Lakers head coach Mike D'Antoni is running out of time to get the Lakers towards consistency. (Matt Hickey/Flickr)
Lakers head coach Mike D'Antoni is running out of time to get the Lakers towards consistency. (Matt Hickey/Flickr)

This has not been a good first week of 2013 for the Los Angeles Lakers.

The Lakers (15-18) are coming off of a 112-105 loss Sunday night at home to the Denver Nuggets. They woke up having to address a New York Daily News article about a feud between SG Kobe Bryant and C Dwight Howard that isn't a big deal (or, if you don't believe it, not even a story). We already know the Lakers aren't really into that chemistry thing. 

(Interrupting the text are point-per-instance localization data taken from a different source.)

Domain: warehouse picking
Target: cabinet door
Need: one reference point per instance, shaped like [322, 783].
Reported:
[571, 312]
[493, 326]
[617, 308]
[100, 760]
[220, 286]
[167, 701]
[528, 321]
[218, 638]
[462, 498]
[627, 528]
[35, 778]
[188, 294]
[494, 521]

The new challenge for the Lakers was presented to them in the form new injuries. Howard, who grabbed a career-high 26 rebounds Sunday night, will miss his first games of the season with a torn labrum. He'll be out indefinitely. PF Pau Gasol (concussion) and C Jordan Hill (hip) will miss at least the next two games, staying behind while the Lakers travel to Texas this week.

Now, I use 16-game splits when I look at how teams are playing. People understand how NFL teams look at the NFL season, and it helps to get a feel for how an NBA team is progressing over the course of a season. For example, the 16-game splits for the 2010-2011 Miami Heat, the team this Lakers team has been compared to, look like this: 9-7, 14-2, 11-5, 9-7, 13-3, +2. That Heat team started relatively slow, then blew up. 

The Lakers are in the stretch of the season where moves are going to have to be made, and with the All-Star Weekend approaching next month and the team in 11th place out West, excuses are running out.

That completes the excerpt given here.